Initially, workshop participants will briefly introduce their research areas and then they will work in small groups (“world café”) on selected topics. The goal of this workshop is to bring interested researchers together and to allow for a free flow of ideas in order to identify pending research problems and ways of how to tackle them.

Intended audience

Mostly academics looking for an exchange with peers. However, the workshop will also be open to the public.

Short bio of the organizers

Horst Treiblmaier is Professor in International Management at MODUL University Vienna, Austria. He received a Ph.D. in Management Information Systems from WU Vienna and worked as a Visiting Professor at Purdue University, University of California, Los Angeles (UCLA), University of British Columbia (UBC), and the University of Technology in Sydney (UTS). His research interests include the economic and business implications of blockchain and cryptoeconomics.

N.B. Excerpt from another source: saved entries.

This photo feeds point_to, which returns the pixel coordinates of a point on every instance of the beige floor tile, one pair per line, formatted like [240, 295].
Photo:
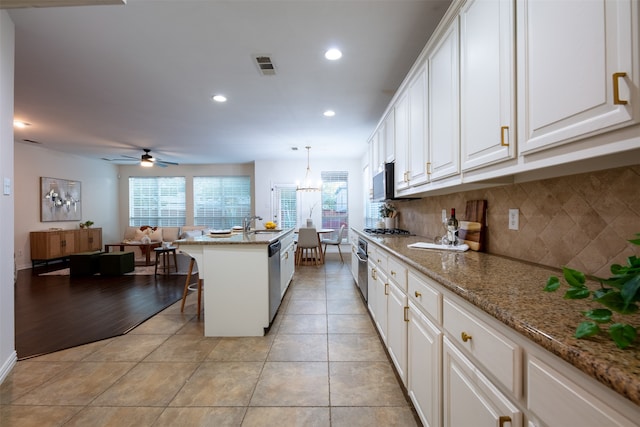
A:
[128, 348]
[73, 354]
[356, 347]
[163, 324]
[308, 293]
[147, 384]
[26, 376]
[36, 416]
[78, 385]
[346, 306]
[292, 384]
[303, 324]
[364, 384]
[350, 324]
[241, 349]
[373, 417]
[303, 306]
[183, 348]
[218, 417]
[299, 348]
[220, 384]
[115, 416]
[287, 417]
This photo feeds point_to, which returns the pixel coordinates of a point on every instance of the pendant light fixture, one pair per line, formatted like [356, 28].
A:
[307, 185]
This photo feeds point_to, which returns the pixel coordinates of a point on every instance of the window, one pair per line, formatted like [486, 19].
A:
[157, 201]
[221, 202]
[286, 205]
[335, 201]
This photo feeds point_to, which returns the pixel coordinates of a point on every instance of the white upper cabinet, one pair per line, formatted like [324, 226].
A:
[577, 69]
[487, 67]
[444, 106]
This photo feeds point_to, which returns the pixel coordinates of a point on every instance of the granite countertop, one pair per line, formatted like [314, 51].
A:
[511, 291]
[252, 237]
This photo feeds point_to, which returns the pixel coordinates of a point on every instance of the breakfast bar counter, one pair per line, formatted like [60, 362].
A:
[234, 268]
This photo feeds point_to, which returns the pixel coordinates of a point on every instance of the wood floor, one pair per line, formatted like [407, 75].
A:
[57, 312]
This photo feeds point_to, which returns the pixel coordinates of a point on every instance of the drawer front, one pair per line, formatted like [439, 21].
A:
[397, 272]
[500, 356]
[425, 296]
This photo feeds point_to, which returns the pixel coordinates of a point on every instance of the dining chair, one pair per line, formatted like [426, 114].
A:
[335, 242]
[308, 246]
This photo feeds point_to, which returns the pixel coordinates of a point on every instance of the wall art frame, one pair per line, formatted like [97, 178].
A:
[60, 200]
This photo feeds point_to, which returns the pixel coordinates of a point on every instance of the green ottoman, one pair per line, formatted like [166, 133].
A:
[84, 263]
[116, 263]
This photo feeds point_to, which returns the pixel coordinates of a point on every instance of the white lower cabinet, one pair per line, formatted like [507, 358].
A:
[470, 399]
[424, 367]
[397, 312]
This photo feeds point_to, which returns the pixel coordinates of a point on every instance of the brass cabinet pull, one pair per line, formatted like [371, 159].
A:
[503, 419]
[616, 89]
[504, 142]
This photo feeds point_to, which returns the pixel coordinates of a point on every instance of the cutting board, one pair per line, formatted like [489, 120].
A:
[474, 229]
[471, 234]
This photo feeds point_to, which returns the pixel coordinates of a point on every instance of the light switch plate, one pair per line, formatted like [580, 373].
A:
[514, 219]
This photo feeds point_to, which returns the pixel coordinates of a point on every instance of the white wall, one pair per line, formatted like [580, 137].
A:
[100, 199]
[7, 335]
[273, 172]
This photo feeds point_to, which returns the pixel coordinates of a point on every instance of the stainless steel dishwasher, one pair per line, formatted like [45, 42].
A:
[274, 279]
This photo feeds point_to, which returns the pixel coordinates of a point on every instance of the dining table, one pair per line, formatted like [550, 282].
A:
[320, 232]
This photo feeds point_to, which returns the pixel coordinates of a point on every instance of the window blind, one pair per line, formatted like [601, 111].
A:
[221, 202]
[157, 201]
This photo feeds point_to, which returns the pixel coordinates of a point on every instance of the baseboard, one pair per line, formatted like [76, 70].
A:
[8, 365]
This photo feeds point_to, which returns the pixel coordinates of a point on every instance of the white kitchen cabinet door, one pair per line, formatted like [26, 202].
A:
[390, 137]
[417, 156]
[470, 399]
[380, 301]
[487, 82]
[444, 106]
[397, 312]
[401, 112]
[577, 69]
[424, 367]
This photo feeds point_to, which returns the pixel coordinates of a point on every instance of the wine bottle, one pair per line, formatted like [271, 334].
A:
[452, 228]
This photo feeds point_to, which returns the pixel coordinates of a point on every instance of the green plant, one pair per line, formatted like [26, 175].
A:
[619, 293]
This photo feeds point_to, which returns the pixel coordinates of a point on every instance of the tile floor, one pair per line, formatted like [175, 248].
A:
[321, 364]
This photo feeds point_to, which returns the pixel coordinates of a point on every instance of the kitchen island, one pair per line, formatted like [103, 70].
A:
[235, 271]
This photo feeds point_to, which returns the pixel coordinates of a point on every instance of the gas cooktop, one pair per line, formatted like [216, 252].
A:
[388, 231]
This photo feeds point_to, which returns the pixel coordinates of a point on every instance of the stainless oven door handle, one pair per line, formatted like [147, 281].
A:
[358, 255]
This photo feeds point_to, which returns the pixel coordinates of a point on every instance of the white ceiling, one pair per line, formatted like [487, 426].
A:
[107, 81]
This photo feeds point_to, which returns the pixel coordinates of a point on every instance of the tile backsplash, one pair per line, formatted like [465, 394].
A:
[581, 221]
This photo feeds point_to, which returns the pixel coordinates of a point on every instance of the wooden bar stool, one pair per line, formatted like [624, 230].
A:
[165, 253]
[188, 287]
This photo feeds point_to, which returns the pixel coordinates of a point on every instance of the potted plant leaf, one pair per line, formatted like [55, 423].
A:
[620, 293]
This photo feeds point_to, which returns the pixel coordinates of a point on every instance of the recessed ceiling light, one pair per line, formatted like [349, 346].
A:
[333, 54]
[20, 124]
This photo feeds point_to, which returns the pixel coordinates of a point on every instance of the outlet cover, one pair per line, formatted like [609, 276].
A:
[514, 219]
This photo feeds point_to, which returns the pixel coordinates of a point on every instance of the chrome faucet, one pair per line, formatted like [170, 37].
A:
[246, 222]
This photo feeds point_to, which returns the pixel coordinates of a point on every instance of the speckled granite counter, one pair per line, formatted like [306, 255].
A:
[251, 237]
[511, 291]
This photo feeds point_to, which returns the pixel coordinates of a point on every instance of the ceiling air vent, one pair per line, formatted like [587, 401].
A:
[265, 65]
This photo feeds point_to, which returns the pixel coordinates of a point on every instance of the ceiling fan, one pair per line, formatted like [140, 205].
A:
[146, 160]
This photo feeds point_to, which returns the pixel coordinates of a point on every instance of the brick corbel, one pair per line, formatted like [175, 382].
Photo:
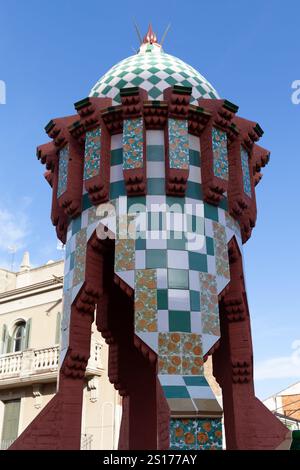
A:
[89, 111]
[135, 179]
[178, 99]
[58, 130]
[241, 206]
[47, 154]
[222, 113]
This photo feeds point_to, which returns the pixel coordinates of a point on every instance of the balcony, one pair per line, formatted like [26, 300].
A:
[41, 365]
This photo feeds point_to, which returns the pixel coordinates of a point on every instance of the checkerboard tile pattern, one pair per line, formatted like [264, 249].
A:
[154, 72]
[176, 279]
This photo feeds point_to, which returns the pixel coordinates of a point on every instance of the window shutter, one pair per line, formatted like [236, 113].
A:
[58, 327]
[27, 333]
[3, 339]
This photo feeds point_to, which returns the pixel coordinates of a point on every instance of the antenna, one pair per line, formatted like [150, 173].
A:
[137, 31]
[12, 250]
[165, 34]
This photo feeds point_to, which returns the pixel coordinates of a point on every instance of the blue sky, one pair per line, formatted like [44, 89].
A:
[51, 54]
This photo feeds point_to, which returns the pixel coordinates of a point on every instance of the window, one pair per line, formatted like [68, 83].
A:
[19, 337]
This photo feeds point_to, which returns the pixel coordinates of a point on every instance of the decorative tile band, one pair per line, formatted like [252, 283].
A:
[180, 353]
[246, 172]
[80, 256]
[92, 153]
[196, 434]
[178, 144]
[133, 143]
[145, 301]
[63, 170]
[220, 155]
[209, 304]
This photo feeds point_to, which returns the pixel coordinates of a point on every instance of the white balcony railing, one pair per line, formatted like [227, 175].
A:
[38, 361]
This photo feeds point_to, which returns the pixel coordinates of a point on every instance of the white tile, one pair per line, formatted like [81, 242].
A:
[155, 169]
[195, 174]
[151, 339]
[155, 137]
[163, 321]
[116, 141]
[221, 283]
[156, 203]
[209, 228]
[178, 259]
[116, 173]
[140, 259]
[200, 392]
[178, 299]
[194, 143]
[153, 243]
[171, 379]
[221, 216]
[162, 278]
[194, 281]
[208, 341]
[211, 264]
[196, 324]
[127, 276]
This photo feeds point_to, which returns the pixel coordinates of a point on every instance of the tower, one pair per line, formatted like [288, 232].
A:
[153, 192]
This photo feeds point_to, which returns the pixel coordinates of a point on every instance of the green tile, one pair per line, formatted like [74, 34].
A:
[155, 153]
[137, 81]
[116, 157]
[153, 79]
[179, 321]
[117, 189]
[154, 92]
[156, 258]
[76, 225]
[195, 300]
[197, 380]
[211, 212]
[162, 299]
[175, 391]
[198, 262]
[156, 186]
[86, 203]
[72, 259]
[140, 244]
[174, 243]
[177, 203]
[224, 204]
[194, 190]
[178, 278]
[194, 158]
[210, 248]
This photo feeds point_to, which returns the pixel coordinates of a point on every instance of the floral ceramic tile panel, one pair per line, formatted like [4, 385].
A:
[178, 144]
[63, 170]
[145, 300]
[209, 304]
[221, 250]
[80, 256]
[220, 154]
[197, 434]
[180, 353]
[246, 172]
[133, 143]
[92, 153]
[124, 255]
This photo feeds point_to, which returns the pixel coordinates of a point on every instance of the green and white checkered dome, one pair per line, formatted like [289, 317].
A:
[154, 71]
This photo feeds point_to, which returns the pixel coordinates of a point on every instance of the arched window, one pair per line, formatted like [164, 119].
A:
[19, 337]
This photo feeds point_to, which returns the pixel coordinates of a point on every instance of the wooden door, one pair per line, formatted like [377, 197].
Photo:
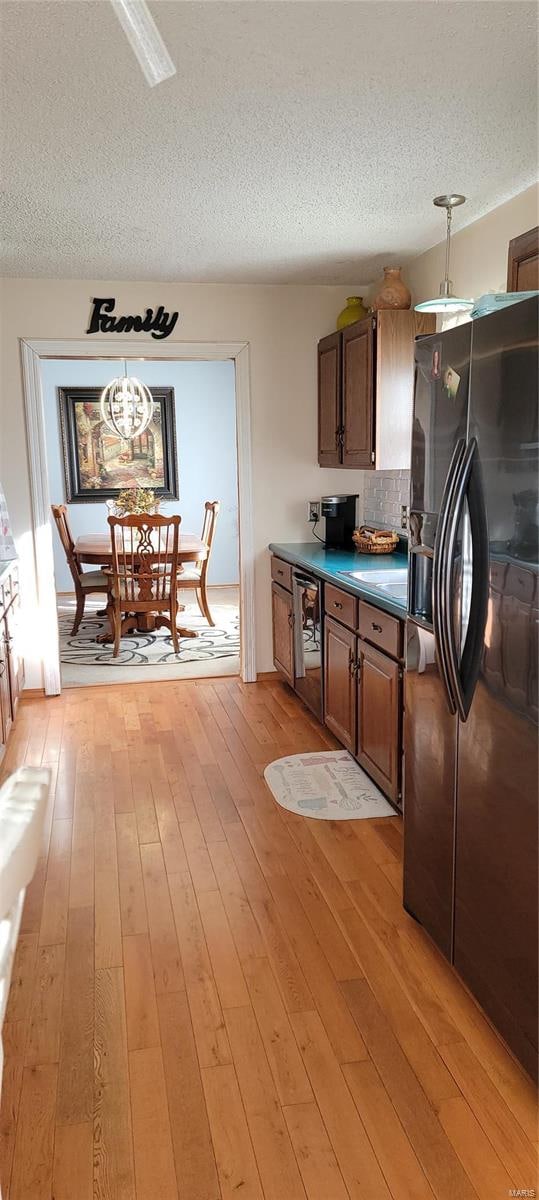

Gilbert Fridgen is PayPal-FNR PEARL Chair in Digital Financial Services at the Interdisciplinary Center for Security, Reliability and Trust (SnT) at the University of Luxemburg. In his research, he addresses the transformative power of digital technologies for the financial services industry and beyond. In close collaboration with industry partners, he helps understanding und designing blockchain-based solutions in the public as well as private sector. He served as expert council to many German government bodies and to the European Commission with its European Blockchain Partnership.

Johann Kranz is Professor of Internet Business and Internet Services at the LMU Munich. In his research, he examines the effects and potentials of digital technologies on companies, markets and society. In current projects, he studies new organizational and work concepts, platform strategies, digital business models and the opportunities and risks of blockchain, industry 4.0, big data and artificial intelligence from an economic and social perspective.
His primary field of research include Green Information Systems, IT-service innovations, Strategic IT Management, and Digital Innovation.

Esther Nagel is a research associate and doctoral candidate at the Professorship for Internet Business and Internet Services at LMU Munich. She holds a Master’s degree in Business Management from the University of St. Gallen, Switzerland. Her research interests include blockchain-enabled business models and token sales.

Ali Sunyaev is Director of the Institute of Applied Informatics and Formal Description Methods (AIFB) and Professor for Computer Science at the Karlsruhe Institute of Technology (KIT). His research interests are reliable and purposeful software and information systems within the scope of critical infrastructures, cloud computing services, information security solutions, auditing/certification of IT, and innovative health IT applications. His current research projects concern design and evaluation of DLT-based systems.